グレッグ・ポポビッチ

『今いる選手でどうやって勝つのか』を突き詰め方針転換

バスケットボールはチーム戦術が重要なスポーツでありながら、個人の才能次第で戦術が大きく変わっていくスポーツでもあります。コーチ陣はチームの核となる選手を中心に戦術を描き、足りない選手をトレードやドラフト、フリーエージェントで集めることで、理想的な戦い方を作り上げていきます。

スパーズのグレッグ・ポポビッチの戦術は『バスケットボールの教科書』とさえ呼ばれ、現アシスタントコーチのティム・ダンカンをドラフトで指名した1997年から22年に渡り勝率5割以上、プレーオフ進出を果たしてきました。しかし、今シーズンは開幕から思うように勝てず、その記録は途切れる寸前まで来ています。

そんな中、4カ月もの中断期間を経て戻って来たのは全く別のチームです。スパーズはシーズン再開後の2試合で、早送りのような高速バスケットに急激に戦術を変えました。

お手本のようだった戦術を捨てたのには、インサイドの要であるラマーカス・オルドリッジが欠場し、足りない選手を補強できない中で『今いる選手でどうやって勝つのか』を突き詰めた結論のように見えます。

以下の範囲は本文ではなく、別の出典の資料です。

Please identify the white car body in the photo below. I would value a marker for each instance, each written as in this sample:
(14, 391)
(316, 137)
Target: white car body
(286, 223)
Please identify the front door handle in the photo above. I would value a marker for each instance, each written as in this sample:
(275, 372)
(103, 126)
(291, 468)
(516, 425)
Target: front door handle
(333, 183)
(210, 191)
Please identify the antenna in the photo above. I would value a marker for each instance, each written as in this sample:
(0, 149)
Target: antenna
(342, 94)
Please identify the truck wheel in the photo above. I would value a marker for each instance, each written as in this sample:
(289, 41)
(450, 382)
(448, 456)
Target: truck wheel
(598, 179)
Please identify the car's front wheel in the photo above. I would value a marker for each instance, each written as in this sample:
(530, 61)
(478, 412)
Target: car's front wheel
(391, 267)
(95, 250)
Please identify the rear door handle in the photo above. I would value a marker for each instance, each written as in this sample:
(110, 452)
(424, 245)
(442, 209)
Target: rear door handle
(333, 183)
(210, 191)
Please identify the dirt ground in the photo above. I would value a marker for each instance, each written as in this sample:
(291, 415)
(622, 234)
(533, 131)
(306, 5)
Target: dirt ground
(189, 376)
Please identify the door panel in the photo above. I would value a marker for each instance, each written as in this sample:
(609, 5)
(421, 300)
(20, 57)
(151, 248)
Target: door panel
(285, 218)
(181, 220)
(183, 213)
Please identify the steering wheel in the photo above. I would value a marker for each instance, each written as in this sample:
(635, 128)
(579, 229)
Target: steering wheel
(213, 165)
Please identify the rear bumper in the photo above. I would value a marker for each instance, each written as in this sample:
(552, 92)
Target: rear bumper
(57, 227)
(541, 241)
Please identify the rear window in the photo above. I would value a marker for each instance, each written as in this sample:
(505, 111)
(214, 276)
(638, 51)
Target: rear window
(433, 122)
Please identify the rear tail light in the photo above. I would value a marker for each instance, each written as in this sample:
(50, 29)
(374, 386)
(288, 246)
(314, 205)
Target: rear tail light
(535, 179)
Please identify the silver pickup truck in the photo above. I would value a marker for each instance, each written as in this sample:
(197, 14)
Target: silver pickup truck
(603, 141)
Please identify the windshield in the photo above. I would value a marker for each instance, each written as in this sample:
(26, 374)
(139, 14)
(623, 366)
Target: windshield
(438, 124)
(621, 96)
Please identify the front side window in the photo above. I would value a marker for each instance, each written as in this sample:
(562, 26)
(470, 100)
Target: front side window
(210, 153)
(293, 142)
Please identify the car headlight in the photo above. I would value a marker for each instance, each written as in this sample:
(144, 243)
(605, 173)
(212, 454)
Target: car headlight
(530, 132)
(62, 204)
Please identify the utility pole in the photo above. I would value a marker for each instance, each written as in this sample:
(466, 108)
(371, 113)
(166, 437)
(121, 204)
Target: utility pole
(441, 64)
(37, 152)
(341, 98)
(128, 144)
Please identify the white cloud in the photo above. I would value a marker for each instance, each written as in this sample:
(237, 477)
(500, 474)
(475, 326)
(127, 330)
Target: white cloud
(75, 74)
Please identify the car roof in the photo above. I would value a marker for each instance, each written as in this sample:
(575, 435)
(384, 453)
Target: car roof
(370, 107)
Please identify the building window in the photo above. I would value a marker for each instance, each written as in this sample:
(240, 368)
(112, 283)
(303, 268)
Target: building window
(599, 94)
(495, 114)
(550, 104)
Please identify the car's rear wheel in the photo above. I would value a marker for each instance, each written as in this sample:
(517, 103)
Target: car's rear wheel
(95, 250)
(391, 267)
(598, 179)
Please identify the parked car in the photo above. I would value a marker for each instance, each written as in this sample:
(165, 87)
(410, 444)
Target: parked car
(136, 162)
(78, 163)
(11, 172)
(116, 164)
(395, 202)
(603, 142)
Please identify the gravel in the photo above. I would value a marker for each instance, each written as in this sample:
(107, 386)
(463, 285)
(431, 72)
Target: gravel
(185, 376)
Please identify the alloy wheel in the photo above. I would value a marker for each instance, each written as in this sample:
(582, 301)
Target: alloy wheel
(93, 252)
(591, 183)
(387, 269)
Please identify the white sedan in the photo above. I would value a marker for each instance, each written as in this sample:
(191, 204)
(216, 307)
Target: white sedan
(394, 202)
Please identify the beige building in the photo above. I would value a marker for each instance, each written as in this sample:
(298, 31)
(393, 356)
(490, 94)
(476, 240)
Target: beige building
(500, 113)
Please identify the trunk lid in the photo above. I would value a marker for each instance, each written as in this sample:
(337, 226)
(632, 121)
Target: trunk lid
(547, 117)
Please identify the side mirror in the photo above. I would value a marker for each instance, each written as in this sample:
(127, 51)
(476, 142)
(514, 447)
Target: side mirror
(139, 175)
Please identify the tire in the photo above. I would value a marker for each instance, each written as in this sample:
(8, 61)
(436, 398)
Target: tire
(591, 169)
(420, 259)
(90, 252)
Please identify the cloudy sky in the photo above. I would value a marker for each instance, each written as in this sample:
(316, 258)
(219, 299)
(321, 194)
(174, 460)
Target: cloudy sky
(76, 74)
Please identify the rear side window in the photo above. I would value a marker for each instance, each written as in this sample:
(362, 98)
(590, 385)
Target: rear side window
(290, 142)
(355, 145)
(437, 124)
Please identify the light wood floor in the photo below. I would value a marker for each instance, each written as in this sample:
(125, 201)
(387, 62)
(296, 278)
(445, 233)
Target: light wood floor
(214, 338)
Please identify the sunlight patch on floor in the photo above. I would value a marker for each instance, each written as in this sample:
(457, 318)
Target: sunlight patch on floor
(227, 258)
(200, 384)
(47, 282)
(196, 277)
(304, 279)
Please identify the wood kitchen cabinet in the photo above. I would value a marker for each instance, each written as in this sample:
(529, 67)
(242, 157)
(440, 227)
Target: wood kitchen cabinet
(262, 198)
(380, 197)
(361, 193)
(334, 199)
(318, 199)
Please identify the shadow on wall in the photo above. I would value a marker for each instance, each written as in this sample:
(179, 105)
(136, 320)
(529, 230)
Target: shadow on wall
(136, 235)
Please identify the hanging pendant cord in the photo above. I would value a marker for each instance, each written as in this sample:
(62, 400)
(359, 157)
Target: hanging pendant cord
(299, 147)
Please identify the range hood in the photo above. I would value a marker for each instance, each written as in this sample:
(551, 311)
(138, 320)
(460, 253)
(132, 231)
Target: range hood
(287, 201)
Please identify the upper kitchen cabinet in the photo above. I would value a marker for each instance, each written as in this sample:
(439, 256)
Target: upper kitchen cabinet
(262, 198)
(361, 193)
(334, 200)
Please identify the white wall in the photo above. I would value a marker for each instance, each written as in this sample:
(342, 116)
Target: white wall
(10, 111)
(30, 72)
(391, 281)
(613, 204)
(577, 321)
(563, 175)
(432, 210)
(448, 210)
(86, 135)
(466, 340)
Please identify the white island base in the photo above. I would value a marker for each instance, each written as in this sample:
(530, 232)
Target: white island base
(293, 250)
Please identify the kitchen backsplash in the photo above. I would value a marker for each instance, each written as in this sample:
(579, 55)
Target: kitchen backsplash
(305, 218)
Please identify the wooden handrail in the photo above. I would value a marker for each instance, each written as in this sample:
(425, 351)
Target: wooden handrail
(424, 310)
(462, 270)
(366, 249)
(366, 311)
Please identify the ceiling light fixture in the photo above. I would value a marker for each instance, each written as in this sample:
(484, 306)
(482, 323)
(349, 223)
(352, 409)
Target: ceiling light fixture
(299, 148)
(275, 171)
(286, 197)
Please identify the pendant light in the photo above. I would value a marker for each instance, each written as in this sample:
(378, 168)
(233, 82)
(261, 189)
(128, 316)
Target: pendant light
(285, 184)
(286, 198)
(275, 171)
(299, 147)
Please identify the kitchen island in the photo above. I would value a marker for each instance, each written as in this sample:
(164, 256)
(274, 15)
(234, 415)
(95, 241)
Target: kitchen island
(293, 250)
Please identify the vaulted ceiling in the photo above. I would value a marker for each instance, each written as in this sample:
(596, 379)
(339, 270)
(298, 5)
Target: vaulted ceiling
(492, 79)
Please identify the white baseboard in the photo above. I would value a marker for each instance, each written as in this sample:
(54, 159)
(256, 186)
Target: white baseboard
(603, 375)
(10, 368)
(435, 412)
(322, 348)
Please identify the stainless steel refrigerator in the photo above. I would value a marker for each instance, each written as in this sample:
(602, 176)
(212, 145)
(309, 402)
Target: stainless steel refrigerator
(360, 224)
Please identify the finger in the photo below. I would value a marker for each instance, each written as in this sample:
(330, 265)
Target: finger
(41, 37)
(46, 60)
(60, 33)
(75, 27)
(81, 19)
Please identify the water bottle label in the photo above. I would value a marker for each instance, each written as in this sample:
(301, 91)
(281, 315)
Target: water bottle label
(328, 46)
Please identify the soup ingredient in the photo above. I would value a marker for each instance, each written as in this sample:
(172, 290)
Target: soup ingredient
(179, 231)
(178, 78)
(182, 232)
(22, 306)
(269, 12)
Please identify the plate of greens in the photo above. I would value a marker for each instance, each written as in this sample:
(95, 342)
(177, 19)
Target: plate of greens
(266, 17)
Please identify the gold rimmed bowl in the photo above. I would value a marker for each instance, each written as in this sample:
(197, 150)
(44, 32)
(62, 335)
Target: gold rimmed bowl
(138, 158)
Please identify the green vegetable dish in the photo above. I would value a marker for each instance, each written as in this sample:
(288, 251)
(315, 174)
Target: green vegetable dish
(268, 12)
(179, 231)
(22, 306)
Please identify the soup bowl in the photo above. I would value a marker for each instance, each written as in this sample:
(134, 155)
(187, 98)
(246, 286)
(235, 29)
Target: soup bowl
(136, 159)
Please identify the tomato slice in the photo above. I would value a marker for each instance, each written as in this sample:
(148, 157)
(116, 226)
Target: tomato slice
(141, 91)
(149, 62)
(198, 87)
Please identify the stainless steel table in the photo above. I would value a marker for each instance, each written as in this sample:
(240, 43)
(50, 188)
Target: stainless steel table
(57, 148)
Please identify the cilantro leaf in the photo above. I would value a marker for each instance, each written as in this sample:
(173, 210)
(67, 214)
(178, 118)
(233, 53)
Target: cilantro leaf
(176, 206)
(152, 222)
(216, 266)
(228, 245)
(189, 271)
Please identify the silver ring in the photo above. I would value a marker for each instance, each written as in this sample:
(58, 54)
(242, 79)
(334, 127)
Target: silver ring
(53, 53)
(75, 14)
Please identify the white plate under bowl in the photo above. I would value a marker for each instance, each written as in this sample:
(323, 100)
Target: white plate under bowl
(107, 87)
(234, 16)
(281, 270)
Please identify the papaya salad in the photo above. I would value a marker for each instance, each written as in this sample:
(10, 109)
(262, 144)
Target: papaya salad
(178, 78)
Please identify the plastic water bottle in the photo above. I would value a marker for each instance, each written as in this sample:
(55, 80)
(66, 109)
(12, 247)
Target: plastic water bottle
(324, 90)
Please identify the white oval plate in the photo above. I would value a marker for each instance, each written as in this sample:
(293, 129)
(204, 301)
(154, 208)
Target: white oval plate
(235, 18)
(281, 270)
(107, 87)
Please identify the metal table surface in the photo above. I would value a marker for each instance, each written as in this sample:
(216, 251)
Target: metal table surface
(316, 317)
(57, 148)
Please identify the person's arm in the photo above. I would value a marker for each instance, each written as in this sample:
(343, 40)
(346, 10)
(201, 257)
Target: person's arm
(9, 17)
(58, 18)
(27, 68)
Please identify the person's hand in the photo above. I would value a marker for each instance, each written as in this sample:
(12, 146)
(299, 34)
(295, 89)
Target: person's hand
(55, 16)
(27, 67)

成績が落ちた理由はディフェンス力の大幅な低下にありますが、オールディフェンスチームに選ばれたことのあるデジョンテ・マレーなど、個人能力で見劣りするわけではありません。しかし、本来ガードのデマー・デローザンがパワーフォワード登録で出場するようなガード過多のロスター構成では、フィジカルで押し切られるのは明らかです。いくら戦術が優れていても、バランスが悪いチームで『教科書通り』のプレーをして勝てるわけがありません。

適切な距離感を保ったポジショニングから、ペイント内で起点を作り、ディフェンスの状況に応じた鮮やかなボールムーブで完全なフリーを作っていく。そんな徹底されたハーフコートオフェンスこそが『ポポビッチらしさ』であり『スパーズらしさ』でした。それはトランジションでディフェンスの陣形が崩れた『アンストラクチャー』な状況を作っていく現代的な流れとは一線を画すスタイルで、スモールラインナップが流行する中でビッグマンを2人起用していたのも特徴的でした。

それが再開後は、ガードを4人並べた極端なスモールラインナップを使ったラン&ガンスタイルを取り入れ、攻守の切り替えを早くしてアンストラクチャーな状況を作る戦術に切り替えています。とにかくシュートまでが早いだけでなく、従来の5人で作り上げるプレーよりも2、3人で崩すプレーを組み合せ、完全なフリーにならなくても躊躇なくシュートを打ってきます。

極端なスモールボール、一瞬でも空けば打つスタイル

そんなスパーズの変化において、特に分かりやすいのがデリック・ホワイトのプレーです。ボールムーブの中でディフェンスの逆を取ってチャンスを作り出す上手さを封印し、シンプルにオフボールで動き回って、少しでもギャップが生まれればキャッチ&シュートを狙うスタイルに切り替えました。完全なフリーを作るのではなく『一瞬でも空けば打つ』ことを徹底し、ホワイトは中断前に平均2.6本だった3ポイントシュート試投数が、再開後は8.5本まで増えています。

ただ、中断前もオフェンスについては67勝を挙げた2015-16シーズンと変わらぬ効率の良さで、ここまで振り切る必要はなかったとも言えます。現代的なスタイルを超えて『走りまくる戦術』に変更したのはオフェンスの改善よりも、ディフェンス問題の解決策がない中で『走れない選手を置きざりにする』ことを狙ったとも言えます。

中断前は相手に9.4本のオフェンスリバウンドを許していましたが、再開後は5.5本まで減らしており、極端なスモールラインナップは危険な状況を作りながらも、リバウンド強化に繋がっています。特にスターターのセンターであるヤコブ・パートルは細身でパワー負けするものの、ガード並みの豊富な運動量が持ち味。アップテンポな展開では相手センターを置き去りにすることが多く、攻守に参加する回数で差をつけることで数的優位を生み出しています。

スクリメージ(練習試合)の時期には若手のプレータイムを増やして経験を積ませると発言していましたが、出てくる選手はガードの選手ばかり。昨年のドラフトで指名したルカ・サマニッチの出番が少ないなど、発言とは微妙なズレがありました。ポポビッチは『若手の底上げ』を隠れ蓑に戦術の大変革を狙い、勝利への準備を進めていたのです。

再開後の2試合、その効果を最大限に発揮して直接のライバルとなるキングスとグリズリーズに連勝するスタートを切りました。プレーオフに進むためにバランスの取れた従来のやり方を捨てて、極端な戦術に特化してきたスパーズ。ここから強豪との対戦が続く中で、新たなスタイルが通用するのか注目です。